AGRIFOOD ITALIA
De Cecco rileva RossoGargano: operazione da 70 milioni nel comparto conserve
Il Gruppo De Cecco ha acquisito il 100% di RossoGargano per 70 milioni di euro. L'operazione rafforza la presenza nel settore delle conserve di pomodoro, garantendo il controllo diretto della filiera agricola
Il Gruppo F.lli De Cecco ha perfezionato l'acquisizione dell'intero capitale sociale di RossoGargano Scapa, realtà agricola e industriale con sede a Foggia. L'accordo, siglato il 1° giugno 2026, si è concluso con successo a seguito dell'ottenimento delle autorizzazioni normative e della verifica delle condizioni contrattuali. Con un investimento complessivo di circa 70 milioni di euro, la transazione segna un passaggio strategico nel posizionamento del marchio abruzzese nel comparto dei prodotti a base di pomodoro e delle conserve vegetali.
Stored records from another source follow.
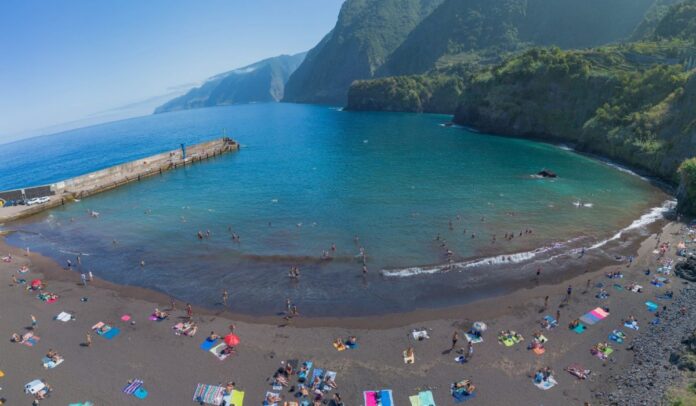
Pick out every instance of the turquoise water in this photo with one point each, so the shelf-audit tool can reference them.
(308, 177)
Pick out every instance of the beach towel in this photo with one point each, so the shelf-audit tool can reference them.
(210, 394)
(317, 373)
(426, 398)
(409, 360)
(578, 371)
(302, 375)
(547, 384)
(580, 328)
(208, 344)
(652, 306)
(217, 351)
(112, 333)
(617, 336)
(460, 396)
(475, 339)
(272, 395)
(386, 397)
(235, 399)
(420, 335)
(632, 325)
(30, 339)
(64, 317)
(50, 364)
(594, 316)
(551, 321)
(132, 386)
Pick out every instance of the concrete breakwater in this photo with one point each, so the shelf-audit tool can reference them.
(109, 178)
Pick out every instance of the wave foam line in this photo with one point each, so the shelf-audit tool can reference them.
(655, 214)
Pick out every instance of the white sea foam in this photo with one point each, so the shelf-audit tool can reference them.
(655, 214)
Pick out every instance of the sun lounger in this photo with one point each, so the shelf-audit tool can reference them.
(50, 364)
(210, 394)
(385, 396)
(547, 384)
(64, 317)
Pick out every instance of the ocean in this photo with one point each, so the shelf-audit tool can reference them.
(402, 188)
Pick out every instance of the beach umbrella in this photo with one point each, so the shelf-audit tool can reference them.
(231, 340)
(480, 326)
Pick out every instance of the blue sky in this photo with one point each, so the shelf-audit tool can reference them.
(80, 61)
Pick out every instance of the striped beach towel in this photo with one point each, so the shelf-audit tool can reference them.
(133, 386)
(210, 394)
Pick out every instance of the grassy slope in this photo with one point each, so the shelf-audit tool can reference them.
(367, 31)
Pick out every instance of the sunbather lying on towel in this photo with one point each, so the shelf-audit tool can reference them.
(53, 356)
(543, 375)
(465, 386)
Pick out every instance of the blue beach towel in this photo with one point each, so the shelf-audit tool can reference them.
(112, 333)
(208, 344)
(580, 328)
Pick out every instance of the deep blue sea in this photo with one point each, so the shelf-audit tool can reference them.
(308, 177)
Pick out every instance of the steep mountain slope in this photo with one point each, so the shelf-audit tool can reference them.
(473, 29)
(263, 81)
(366, 33)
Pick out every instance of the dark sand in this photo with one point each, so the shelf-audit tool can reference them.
(171, 365)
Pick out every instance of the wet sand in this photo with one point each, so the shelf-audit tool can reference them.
(171, 365)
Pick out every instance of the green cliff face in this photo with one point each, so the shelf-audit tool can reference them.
(488, 29)
(366, 33)
(263, 81)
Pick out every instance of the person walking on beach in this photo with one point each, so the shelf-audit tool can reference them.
(469, 351)
(455, 339)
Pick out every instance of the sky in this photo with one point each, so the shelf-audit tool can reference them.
(65, 64)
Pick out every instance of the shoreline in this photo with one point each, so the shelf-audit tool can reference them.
(521, 291)
(150, 351)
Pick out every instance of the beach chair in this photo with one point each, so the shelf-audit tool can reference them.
(383, 398)
(209, 394)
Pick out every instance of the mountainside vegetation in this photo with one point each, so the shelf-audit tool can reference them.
(263, 81)
(633, 102)
(366, 33)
Filiera corta e controllo della materia prima nel Tavoliere delle Puglie
RossoGargano rappresenta un punto di riferimento nell'agroalimentare italiano per la gestione integrata della materia prima. La società coordina e programma la coltivazione nei campi dei soci consorziati, cura la trasformazione nello stabilimento di Foggia e gestisce la distribuzione commerciale. La filiera integrata dal campo al confezionamento e la tracciabilità dei pomodori 100% italiani costituiscono il principale fattore distintivo dell'azienda, già radicata sia sul mercato interno sia su tre direttrici internazionali chiave per il Gruppo De Cecco.
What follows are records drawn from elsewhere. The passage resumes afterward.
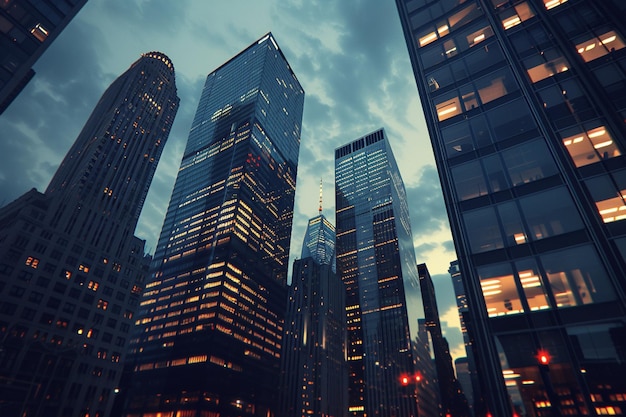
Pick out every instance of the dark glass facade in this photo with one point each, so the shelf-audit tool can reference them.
(314, 370)
(71, 271)
(210, 328)
(524, 102)
(27, 28)
(376, 261)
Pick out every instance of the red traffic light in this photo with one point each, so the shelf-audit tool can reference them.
(543, 357)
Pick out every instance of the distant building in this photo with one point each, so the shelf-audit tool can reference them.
(525, 103)
(71, 271)
(27, 28)
(453, 401)
(314, 371)
(469, 364)
(464, 376)
(210, 327)
(427, 384)
(376, 261)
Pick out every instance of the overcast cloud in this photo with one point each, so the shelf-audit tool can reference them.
(350, 58)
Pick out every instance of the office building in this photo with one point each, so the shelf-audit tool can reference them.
(428, 402)
(27, 28)
(376, 261)
(472, 388)
(525, 106)
(464, 376)
(453, 402)
(210, 326)
(71, 271)
(314, 370)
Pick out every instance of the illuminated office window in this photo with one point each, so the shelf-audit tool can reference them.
(39, 32)
(546, 64)
(551, 4)
(516, 15)
(591, 146)
(499, 290)
(600, 46)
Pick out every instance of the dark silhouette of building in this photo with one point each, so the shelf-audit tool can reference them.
(211, 321)
(453, 401)
(469, 383)
(71, 271)
(27, 28)
(375, 259)
(524, 103)
(426, 381)
(314, 371)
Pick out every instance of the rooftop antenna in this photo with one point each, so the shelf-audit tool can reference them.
(320, 208)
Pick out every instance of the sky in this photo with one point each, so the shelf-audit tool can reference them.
(350, 58)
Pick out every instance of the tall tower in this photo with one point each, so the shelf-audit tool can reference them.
(524, 103)
(314, 371)
(376, 261)
(210, 328)
(27, 28)
(71, 271)
(453, 402)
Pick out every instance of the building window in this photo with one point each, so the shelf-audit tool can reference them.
(32, 262)
(516, 15)
(590, 146)
(39, 32)
(600, 46)
(447, 108)
(551, 4)
(547, 64)
(528, 162)
(577, 277)
(550, 213)
(499, 290)
(483, 230)
(532, 284)
(609, 194)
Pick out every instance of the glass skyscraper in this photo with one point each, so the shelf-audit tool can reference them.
(525, 106)
(314, 371)
(210, 328)
(376, 261)
(27, 28)
(71, 269)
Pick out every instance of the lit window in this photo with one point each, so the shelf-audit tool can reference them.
(501, 296)
(551, 4)
(448, 109)
(548, 69)
(32, 262)
(591, 146)
(600, 46)
(428, 38)
(39, 32)
(480, 35)
(516, 15)
(612, 209)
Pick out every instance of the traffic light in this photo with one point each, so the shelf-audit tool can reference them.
(543, 357)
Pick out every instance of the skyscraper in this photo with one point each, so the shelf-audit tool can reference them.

La strategia di crescita e le dichiarazioni del vertice aziendale
L'ingresso di RossoGargano permette a De Cecco di presidiare ogni fase della produzione, incrementando l'efficienza della catena di fornitura e innalzando gli standard di controllo qualitativo. Il Cav. Filippo Antonio De Cecco, Presidente del Consiglio di Amministrazione della F.lli De Cecco, ha dichiarato: «Siamo particolarmente lieti di aver portato a termine questa operazione, del valore di circa 70 milioni di euro. L'acquisizione rappresenta un'importante tappa strategica per il Gruppo De Cecco, poiché ci permetterà di integrare e consolidare ulteriormente la nostra filiera produttiva, accrescere l'efficienza e la redditività in un comparto nel quale vantiamo già una solida presenza e offrire ai consumatori prodotti la cui qualità è garantita dal controllo diretto dell'intero ciclo produttivo, dalla coltivazione delle materie prime fino alla distribuzione sul mercato. Siamo convinti che questa operazione costituisca un passaggio determinante nel percorso di sviluppo e di crescita del nostro Gruppo». Sul piano legale e finanziario, De Cecco è stata assistita dallo Studio Gatti Pavesi Bianchi Ludovici, con un team guidato dall'Equity Partner Barbara Napolitano e composto dagli Associate Marco Calderone e Alessandro Carbone. I soci di RossoGargano sono stati affiancati dal Dott. Francesco Ciampo per la consulenza finanziaria e fiscale, e da Xperta Partners Legal (XP Legal) con il partner Gianluca Bartolomei per gli aspetti legali.
L'impatto sul mercato agroalimentare e le prospettive future
L'operazione riflette una tendenza ben precisa nel panorama alimentare: il consolidamento dei grandi gruppi industriali verso un modello a filiera chiusa. Assumere la gestione diretta dei consorzi agricoli del Tavoliere protegge la produzione dalle fluttuazioni dei mercati internazionali e dalle incertezze sulle forniture. Per De Cecco, la mossa non risponde soltanto all'esigenza di potenziare la redditività nelle conserve alimentari, ma getta le basi per strutturare un'offerta sempre più tracciabile, capace di fare leva sul valore reale dell'origine agricola italiana nei canali della grande distribuzione globale.